Gaia è un tipo pericoloso, l’ho capito la prima volta che ha messo piede in uno dei miei tanti blog. È una donna che se non stai attenta ti trascina con sé fino in gattabuia. Esagero? Ma neanche per idea!
Venerdì, per dire, si è messa in testa di prendere in giro (con motivazioni sacrosante, va detto) un’agenzia letteraria che, previo invio di materiale reputato valido in tempo 7 giorni di lettura e valutazione, seleziona 9 autori da pubblicare entro natale. Con una modalità un po’ bizzarra. Ecco, loro si fanno pagare la scheda di valutazione, se hai scritto una roba adatta per il mercato inglese, e a spese loro traducono e immettono sul mercato, appunto, inglese. Dicono che un libro che esce in Inghilterra di sicuro in Italia lo vendi Però la traduzione non te la fanno pagare.
(a parte che non comprendo molto bene perché mai dovrei far tradurre una cosa per venderla sul mercato inglese per poi vederla riportata in lingua originale sul mercato italiano, ma si sa che io e il marketing non ci capiamo. Però mi sfugge come dal 20 ottobre, per dire, al periodo natalizio, quando si vendono più libri che nel resto dell’anno, e che solitamente comincia proprio alla fine di ottobre, possa esserci il tempo materiale per tutta questa operazione. O stiamo parlando di fenomeni o di peracottari. O peggio)
A proposito.

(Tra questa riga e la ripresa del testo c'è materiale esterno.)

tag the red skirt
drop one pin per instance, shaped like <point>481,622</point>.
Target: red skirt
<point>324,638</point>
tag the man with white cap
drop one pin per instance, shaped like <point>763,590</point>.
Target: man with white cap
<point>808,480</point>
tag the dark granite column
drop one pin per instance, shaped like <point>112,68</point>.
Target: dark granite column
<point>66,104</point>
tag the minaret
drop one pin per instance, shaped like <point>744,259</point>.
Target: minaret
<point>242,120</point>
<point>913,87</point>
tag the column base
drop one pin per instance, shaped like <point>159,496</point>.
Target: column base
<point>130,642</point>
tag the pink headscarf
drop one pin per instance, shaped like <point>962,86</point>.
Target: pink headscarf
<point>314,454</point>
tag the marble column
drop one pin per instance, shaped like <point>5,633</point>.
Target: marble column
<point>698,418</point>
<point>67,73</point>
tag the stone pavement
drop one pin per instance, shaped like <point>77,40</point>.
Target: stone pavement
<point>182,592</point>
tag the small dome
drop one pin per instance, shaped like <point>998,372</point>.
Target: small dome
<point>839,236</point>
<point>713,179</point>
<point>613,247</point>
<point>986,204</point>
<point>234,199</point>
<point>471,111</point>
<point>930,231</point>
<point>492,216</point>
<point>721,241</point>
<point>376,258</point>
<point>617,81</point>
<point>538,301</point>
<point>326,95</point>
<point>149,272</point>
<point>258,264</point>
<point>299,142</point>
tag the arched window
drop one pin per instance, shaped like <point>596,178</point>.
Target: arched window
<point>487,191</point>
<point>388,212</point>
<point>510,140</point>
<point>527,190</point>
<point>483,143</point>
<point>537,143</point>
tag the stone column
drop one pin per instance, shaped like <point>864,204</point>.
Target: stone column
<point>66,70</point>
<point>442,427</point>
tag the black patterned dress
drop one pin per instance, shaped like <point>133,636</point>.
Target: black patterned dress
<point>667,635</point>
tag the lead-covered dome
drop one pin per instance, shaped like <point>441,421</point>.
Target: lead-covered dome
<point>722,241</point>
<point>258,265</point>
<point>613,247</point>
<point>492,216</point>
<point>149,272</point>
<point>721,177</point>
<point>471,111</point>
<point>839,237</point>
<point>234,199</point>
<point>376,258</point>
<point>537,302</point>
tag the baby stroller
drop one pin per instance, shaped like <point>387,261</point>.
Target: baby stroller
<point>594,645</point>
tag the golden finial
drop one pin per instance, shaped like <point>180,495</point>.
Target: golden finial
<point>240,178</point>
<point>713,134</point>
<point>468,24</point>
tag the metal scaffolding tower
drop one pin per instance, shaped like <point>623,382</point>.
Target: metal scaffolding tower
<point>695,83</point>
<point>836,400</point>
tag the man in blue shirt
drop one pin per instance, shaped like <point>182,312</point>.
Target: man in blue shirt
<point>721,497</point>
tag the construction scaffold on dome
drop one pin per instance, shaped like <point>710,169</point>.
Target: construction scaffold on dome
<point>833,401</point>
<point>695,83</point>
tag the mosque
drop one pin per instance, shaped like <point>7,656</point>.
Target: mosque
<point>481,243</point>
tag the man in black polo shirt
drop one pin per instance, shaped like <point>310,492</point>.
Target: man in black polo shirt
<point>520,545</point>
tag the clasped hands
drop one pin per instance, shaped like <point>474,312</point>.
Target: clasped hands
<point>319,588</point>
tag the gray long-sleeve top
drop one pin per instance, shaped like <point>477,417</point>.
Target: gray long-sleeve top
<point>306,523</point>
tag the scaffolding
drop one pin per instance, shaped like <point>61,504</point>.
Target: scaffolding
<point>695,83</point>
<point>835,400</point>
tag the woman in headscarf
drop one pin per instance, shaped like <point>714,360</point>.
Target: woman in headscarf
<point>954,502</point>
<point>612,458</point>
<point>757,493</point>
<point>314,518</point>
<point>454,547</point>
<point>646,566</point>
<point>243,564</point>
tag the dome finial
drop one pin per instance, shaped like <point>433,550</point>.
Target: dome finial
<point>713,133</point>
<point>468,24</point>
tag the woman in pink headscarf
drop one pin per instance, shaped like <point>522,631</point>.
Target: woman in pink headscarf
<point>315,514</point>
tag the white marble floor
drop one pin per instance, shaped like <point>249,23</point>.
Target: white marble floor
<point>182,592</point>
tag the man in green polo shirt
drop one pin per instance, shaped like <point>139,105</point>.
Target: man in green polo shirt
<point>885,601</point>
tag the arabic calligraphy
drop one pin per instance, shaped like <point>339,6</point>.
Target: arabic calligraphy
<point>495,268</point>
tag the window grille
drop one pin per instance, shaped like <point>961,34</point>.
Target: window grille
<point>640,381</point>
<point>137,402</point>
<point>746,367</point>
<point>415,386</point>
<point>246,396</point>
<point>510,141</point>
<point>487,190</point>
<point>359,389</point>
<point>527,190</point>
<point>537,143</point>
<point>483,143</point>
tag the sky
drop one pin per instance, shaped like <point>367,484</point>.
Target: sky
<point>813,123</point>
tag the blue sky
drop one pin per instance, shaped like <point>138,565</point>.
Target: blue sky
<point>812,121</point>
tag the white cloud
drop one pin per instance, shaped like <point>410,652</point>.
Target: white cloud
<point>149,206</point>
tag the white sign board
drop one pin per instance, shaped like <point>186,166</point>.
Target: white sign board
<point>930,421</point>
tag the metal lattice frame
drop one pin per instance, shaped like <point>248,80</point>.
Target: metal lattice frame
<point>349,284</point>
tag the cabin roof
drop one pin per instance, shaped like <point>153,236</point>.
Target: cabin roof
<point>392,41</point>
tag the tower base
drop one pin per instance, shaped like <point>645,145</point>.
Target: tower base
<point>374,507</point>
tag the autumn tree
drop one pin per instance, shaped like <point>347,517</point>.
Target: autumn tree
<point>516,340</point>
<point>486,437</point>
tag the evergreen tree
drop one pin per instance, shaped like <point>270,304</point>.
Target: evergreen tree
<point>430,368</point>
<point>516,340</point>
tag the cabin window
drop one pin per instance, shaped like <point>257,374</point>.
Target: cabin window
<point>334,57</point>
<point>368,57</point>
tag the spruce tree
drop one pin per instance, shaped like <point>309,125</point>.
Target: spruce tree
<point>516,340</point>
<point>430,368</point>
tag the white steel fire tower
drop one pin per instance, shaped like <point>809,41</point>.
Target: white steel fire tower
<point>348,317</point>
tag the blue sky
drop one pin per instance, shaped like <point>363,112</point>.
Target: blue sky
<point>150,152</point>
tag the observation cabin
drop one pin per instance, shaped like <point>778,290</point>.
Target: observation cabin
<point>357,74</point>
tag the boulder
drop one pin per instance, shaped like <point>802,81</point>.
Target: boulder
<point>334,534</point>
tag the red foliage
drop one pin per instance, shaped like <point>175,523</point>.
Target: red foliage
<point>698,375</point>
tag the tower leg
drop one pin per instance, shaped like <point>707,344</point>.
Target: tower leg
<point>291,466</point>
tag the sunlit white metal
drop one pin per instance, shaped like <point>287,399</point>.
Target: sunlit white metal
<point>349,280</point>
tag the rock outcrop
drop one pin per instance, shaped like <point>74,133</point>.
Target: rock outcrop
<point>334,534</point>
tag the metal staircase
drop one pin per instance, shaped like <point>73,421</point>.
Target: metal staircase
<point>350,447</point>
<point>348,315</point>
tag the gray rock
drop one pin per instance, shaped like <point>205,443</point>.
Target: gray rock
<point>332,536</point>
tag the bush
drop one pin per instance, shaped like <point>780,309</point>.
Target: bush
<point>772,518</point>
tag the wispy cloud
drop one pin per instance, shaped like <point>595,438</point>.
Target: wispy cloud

Non cito e non screenshotto perché pare che qualcuno si sia un po’ risentito, già da Gaia, dopo le sue citazioni (assolutamente lecite, poiché il post è pubblicato su un sito accessibile a chiunque, ma come sappiamo bene un po’ tutti io ho già i miei, di matti, a cui pensare).
Infatti tale Alessia Senza Cognome si è presentata da Gaia con un commento che lascia un po’ il tempo che trova. E quello sì, che ve lo copincollo tutto, perché dovete sapere con che gente avrete a che fare se deciderete di mettervi in affari con questi tizi. Poi il commento è stato messo sul blog di Gaia, e io ho tutte le autorizzazioni firmate e controfirmate. Alessia, nun te temo!
Alessia says : 21 ottobre 2012 alle 13:03
Salve,
mi chiamo Alessia, e rappresento l’Agenzia Advertise your Book.
Un gentile utente della rete, ci ha fatto notare proprio di sabato che gira un articolo su di Noi sul web. Pensavamo che fosse offensivo o un tentativo di concorrenza sleale da parte di qualche altra Agenzia vista la Nostra offerta “diversa” (il contratto è visibile a tutti e anche i prezzi; oltretutto, la revisione, per i testi selezionati è gratuita, sempre), magari, invece, leggendolo, ci rendiamo conto che è dettato veramente da un possibile e salutare scetticismo. Lo scetticismo va sempre bene, soprattutto per chi ancora non ci abbia provati…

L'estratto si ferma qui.